People have been stopped from purchasing items such as hot tubs, and a chief constable made a statement in a press conference that if people continued to travel for “non-essential purposes” his police force would set up road blocks to stop them. The public was also given the impression during this press conference that the chief constable would have his police officers check the contents of shopper’s carts to ensure only necessities were being purchased from stores. This position was ultimately backtracked after the Home Secretary responded that the comments were “not appropriate”, and the chief constable stated the comments were aimed at ensuring people were only making “necessary and essential journeys”.

The National Police Chief’s Council introduced guidelines, based on guidance produced by the CPS, to provide additional clarity over the Regulations. The guidelines acknowledge the confusion after the regulations entered into force:

Some public statements made soon after the adoption of the regulations suggested that members of the public could only leave their homes if “essential” to do so. However, this is not the test set out in the Regulations and there is no legal basis for a requirement in those terms to be imposed. The applicable threshold is that of ‘reasonable excuse’.

The guidelines provide that it is a reasonable excuse for a person to leave their home to:

  • Purchase basic food supplies, which may also include the purchase of luxury items and snacks alongside basic food supplies;
  • Purchase items for home maintenance and upkeep, but not for home improvements and renovations;
  • Drive to countryside to walk, as long as “far more time is spent walking than driving”;
  • To rest or eat lunch during a long walk.

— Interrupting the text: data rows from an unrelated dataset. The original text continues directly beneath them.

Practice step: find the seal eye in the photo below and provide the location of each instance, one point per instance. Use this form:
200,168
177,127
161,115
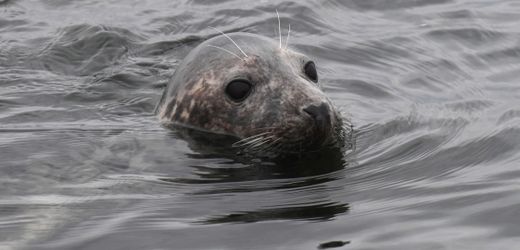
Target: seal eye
310,71
238,90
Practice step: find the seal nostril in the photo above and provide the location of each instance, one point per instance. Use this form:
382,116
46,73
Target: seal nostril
320,115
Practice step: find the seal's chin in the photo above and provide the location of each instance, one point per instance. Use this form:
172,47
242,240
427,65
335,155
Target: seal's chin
299,139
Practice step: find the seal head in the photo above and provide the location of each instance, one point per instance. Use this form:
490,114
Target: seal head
249,87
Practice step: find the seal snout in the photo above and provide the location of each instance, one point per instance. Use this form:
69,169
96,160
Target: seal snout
321,117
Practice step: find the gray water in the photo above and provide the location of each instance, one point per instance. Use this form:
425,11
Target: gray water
431,86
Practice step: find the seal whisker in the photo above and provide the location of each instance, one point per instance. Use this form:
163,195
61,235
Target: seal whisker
230,40
249,140
279,28
259,141
288,35
212,46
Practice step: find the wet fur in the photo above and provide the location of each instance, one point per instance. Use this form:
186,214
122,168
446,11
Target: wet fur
271,119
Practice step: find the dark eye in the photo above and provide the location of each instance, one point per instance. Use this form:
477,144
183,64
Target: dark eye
310,71
238,90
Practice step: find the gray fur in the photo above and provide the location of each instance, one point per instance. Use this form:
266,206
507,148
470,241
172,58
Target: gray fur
271,118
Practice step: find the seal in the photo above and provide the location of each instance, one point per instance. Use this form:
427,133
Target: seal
251,87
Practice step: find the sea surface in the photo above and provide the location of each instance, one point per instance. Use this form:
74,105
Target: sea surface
431,86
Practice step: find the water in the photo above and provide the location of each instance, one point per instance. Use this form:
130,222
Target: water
431,87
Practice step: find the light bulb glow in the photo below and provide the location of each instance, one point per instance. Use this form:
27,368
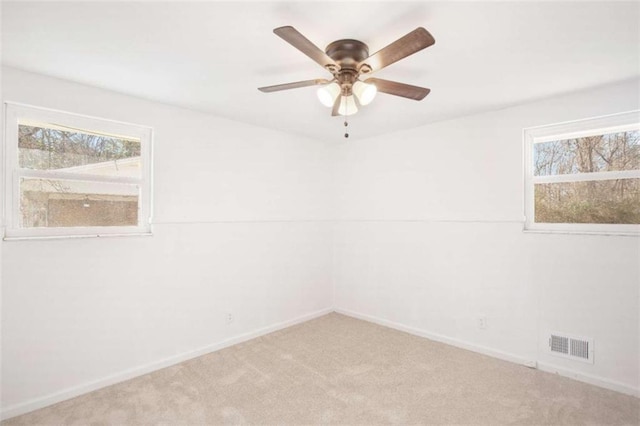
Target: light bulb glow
327,94
365,92
347,106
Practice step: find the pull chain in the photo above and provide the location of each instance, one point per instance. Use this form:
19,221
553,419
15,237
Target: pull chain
346,123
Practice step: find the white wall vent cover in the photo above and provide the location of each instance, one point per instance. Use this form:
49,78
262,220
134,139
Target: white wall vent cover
573,347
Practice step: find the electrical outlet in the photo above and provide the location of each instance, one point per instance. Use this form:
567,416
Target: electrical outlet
482,322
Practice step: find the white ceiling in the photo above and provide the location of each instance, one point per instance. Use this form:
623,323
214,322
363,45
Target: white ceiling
212,56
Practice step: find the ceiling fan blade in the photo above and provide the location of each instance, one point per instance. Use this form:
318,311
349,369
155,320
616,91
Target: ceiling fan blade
295,85
399,89
336,105
411,43
300,42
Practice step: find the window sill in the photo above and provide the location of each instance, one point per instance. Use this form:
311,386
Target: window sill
594,233
68,237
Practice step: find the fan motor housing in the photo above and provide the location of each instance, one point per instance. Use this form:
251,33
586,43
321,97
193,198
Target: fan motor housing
347,52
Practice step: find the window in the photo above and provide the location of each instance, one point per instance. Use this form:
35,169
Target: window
584,176
71,175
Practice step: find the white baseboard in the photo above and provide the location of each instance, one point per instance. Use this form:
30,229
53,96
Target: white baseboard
65,394
440,338
549,368
588,378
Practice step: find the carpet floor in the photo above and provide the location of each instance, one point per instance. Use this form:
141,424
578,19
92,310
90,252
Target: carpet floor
340,370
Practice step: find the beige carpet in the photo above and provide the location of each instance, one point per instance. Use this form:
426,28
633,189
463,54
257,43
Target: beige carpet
339,370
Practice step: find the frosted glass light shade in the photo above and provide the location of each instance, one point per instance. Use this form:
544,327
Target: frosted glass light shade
347,106
327,94
365,92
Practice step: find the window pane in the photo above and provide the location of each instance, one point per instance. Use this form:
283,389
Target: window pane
606,201
51,147
600,153
48,203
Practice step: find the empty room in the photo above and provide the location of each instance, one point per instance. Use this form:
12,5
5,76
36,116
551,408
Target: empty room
320,212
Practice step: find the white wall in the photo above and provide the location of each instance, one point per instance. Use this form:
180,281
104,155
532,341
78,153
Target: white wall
239,227
430,238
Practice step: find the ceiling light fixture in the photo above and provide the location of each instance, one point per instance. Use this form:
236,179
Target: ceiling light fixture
347,60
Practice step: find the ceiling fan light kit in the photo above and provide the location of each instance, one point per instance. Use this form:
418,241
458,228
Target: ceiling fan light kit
348,60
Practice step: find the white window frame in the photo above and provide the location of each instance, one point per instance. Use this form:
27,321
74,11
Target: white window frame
588,127
15,112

If the rest time occurs after a short walk and for a long period of time, the guidance states this “may mean that the person is not engaged in ‘exercise’ but in fact something else”;
  • Travel to work, even if the person is not an essential worker;
  • Take pets to the veterinarian for treatment;
  • Move to another home temporarily to cool off after an argument;
  • Provide support to vulnerable people.

Police in rural areas have expressed concern that allowing people to travel to their areas to exercise could “undo efforts to prevent the spread of coronavirus in rural areas.”

On April 27, 2020, the Prime Minister made a speech stating that the peak had been flattened and that the UK was close to the point where restrictions could start to be lifted. It has been is reported that Boris Johnson will make an announcement on May 9th that the economy will be restarted and the restrictions will be eased, but there has been no information on the specifics of how this will be achieved.